MPGO - Escola indígena de Rubiataba deverá ter projeto político pedagógico específico
Os professores da Escola Estadual
Indígena Cacique José Borges, localizada em Rubiataba, entregaram na
última quinta-feira (27/6) ao Ministério Público de Goiás e ao
Ministério Público Federal reivindicações para que a unidade escolar
tenha mais flexibilidade no calendário, contemplando conteúdos relativos
à cultura indígena. Os professores, que são todos da etnia tapuia,
alegam que o conteúdo a ser ministrado não tem permitido a introdução de
temas afetos à cultura e aos costumes indígenas.
Participaram da reunião,
realizada na sede da Subsecretaria Regional de Educação de Rubiataba, a
coordenadora do Centro de Apoio Operacional da Educação, Simone Disconsi
de Sá Campos; a procuradora da República em Anápolis, Ana Paula Araújo;
a subsecretária regional de Educação, Jovenília Bié de Lima,
integrantes da secretaria, professores, integrantes do Conselho
Indigenista Missionário, além do cacique Dorvalino Augusto da Silva e do
vice-cacique Welington Brandão.
Assim, por sugestão do
MP-GO, os docentes vão elaborar o plano político pedagógico da escola,
que deverá contemplar a adequação do calendário para que atenda às
especificidades da escola. Entre as queixas está a de que as datas
comemorativas e celebrações específicas da etnia não têm sido
reconhecidas como conteúdo pedagógico. “Nem tudo o que ensinamos para os
alunos pode ser ministrado em sala de aula. Nossa cultura tem grande
apreço pela terra, então, durante o plantio da mandioca precisamos levar
os alunos para aprender a técnica de cultivo”, ponderou o vice-cacique e
também professor da escola, Welington Brandão. Ele esclarece que a
intenção é de que o conteúdo seja desenvolvido em três eixos: ciência da
cultura, da natureza e da linguagem.
A tutora da subsecretaria,
Denilza Araújo de Oliveira, argumentou que é possível haver
flexibilidade de conteúdo, desde que planejada e justificada a forma
como foi ministrado e que corresponda à carga horária mínima exigida
pela Seduc.
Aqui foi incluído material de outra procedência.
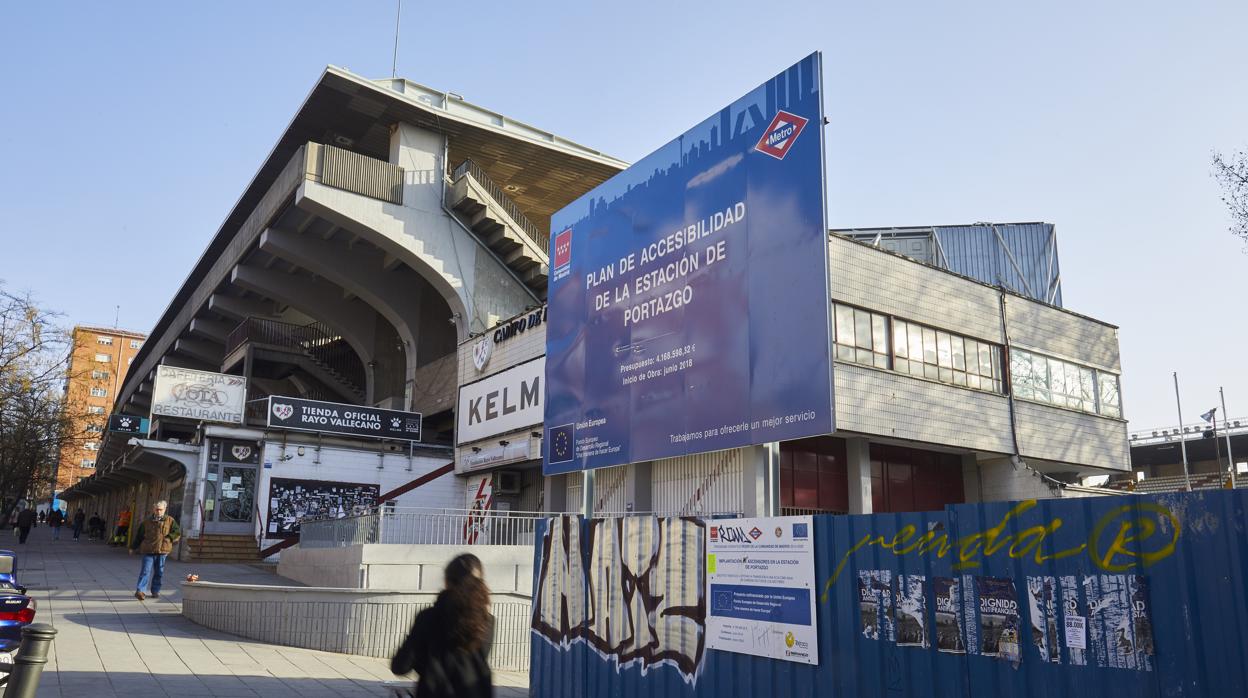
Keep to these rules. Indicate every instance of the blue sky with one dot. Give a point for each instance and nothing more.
(127, 130)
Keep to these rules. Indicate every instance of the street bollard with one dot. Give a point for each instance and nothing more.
(28, 666)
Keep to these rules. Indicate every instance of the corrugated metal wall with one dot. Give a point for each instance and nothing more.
(967, 602)
(613, 490)
(975, 251)
(705, 483)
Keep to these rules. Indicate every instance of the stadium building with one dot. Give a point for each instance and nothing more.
(390, 261)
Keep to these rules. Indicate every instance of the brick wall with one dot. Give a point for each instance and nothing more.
(1062, 335)
(1067, 436)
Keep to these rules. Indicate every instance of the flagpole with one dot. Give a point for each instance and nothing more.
(1182, 435)
(1217, 447)
(1229, 456)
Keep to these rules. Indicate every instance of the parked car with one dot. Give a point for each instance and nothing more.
(16, 612)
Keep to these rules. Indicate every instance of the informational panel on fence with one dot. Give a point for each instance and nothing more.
(760, 581)
(688, 301)
(1097, 597)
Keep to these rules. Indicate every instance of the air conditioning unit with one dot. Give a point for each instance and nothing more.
(508, 482)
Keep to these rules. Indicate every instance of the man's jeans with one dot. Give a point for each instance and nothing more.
(152, 571)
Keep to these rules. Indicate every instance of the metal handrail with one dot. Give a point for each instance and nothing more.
(317, 341)
(355, 172)
(1232, 426)
(538, 236)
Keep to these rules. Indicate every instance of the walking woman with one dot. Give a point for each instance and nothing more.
(449, 642)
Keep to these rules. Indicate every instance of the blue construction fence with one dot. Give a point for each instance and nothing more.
(972, 601)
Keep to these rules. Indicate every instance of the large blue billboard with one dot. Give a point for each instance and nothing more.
(688, 299)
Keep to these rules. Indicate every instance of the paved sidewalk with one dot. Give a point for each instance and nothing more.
(109, 643)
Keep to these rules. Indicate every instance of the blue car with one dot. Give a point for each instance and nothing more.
(16, 612)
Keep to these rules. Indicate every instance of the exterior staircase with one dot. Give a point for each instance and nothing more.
(497, 221)
(212, 547)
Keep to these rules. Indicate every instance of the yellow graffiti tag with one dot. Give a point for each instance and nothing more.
(1132, 527)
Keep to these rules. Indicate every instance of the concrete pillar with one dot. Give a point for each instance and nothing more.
(554, 493)
(858, 468)
(642, 486)
(421, 154)
(760, 481)
(971, 478)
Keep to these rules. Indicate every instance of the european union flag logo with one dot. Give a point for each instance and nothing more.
(563, 443)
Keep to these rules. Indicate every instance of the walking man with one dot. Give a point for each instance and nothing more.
(79, 522)
(156, 537)
(55, 520)
(25, 520)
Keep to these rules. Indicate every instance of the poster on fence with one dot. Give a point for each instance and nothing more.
(760, 582)
(999, 617)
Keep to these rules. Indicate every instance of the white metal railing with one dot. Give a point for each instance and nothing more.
(1193, 431)
(423, 527)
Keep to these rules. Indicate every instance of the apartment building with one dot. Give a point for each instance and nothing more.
(99, 362)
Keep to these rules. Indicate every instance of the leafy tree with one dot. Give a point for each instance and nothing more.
(35, 418)
(1232, 174)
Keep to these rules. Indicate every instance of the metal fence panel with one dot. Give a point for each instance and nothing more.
(977, 601)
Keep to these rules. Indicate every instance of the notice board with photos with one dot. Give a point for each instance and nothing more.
(291, 501)
(688, 299)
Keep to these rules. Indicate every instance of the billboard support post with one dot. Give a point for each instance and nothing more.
(587, 495)
(773, 465)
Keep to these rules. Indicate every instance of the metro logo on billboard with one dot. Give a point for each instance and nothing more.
(563, 249)
(781, 134)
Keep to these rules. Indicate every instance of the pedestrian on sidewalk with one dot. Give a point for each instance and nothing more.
(119, 537)
(25, 521)
(79, 522)
(55, 520)
(156, 536)
(449, 642)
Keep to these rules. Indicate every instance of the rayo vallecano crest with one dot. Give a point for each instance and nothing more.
(481, 352)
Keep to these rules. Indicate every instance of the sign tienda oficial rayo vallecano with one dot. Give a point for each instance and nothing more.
(347, 420)
(688, 301)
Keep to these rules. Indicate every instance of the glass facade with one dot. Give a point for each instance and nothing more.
(1063, 383)
(881, 341)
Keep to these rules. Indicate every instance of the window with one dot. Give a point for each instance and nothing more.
(861, 336)
(1111, 403)
(946, 357)
(886, 342)
(1063, 383)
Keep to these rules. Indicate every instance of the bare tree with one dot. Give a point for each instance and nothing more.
(36, 421)
(1232, 174)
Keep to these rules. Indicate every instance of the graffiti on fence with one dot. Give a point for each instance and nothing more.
(638, 596)
(1143, 533)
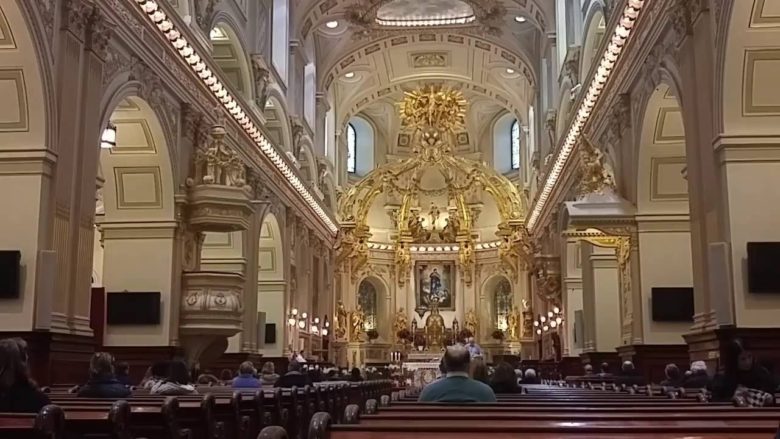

Os professores, contudo, argumentaram que no falecimento de
um ancião, que é um evento imprevisível, deve ser respeitado o luto de
três dias.
Dessa forma, a promotora
Simone Disconsi sugeriu que no projeto político pedagógico estejam
previstas as datas importantes para a comunidade e outros ritos que
eventualmente possam ocorrer durante o ano letivo, estabelecendo-se um
calendário específico. “Precisamos construir um plano que respeite a
cultura indígena, mas sem deixar de lado o conteúdo mínimo exigido em
lei”, afirmou.
O vice-cacique ressaltou que
eles desejam que as crianças e adolescentes conheçam as raízes da
cultura indígena, mas também estejam preparados para concorrer a uma
vaga em universidades públicas e particulares. “Este é um grande
desafio”, analisou a promotora Simone Disconsi.
A procuradora Ana Paula
Araújo acrescentou que a escola indígena tem caráter singular, pois é um
ambiente que deve possibilitar a reafirmação da cultura. Assim, ela
comprometeu-se a fazer o levantamento de como este tema é tratado em
Estados que têm escolas indígenas, como Tocantins e Rondônia. A convite
do MP-GO, o MPF integrará o grupo que vai auxiliar a unidade escolar a
definir o novo calendário para a escola indígena.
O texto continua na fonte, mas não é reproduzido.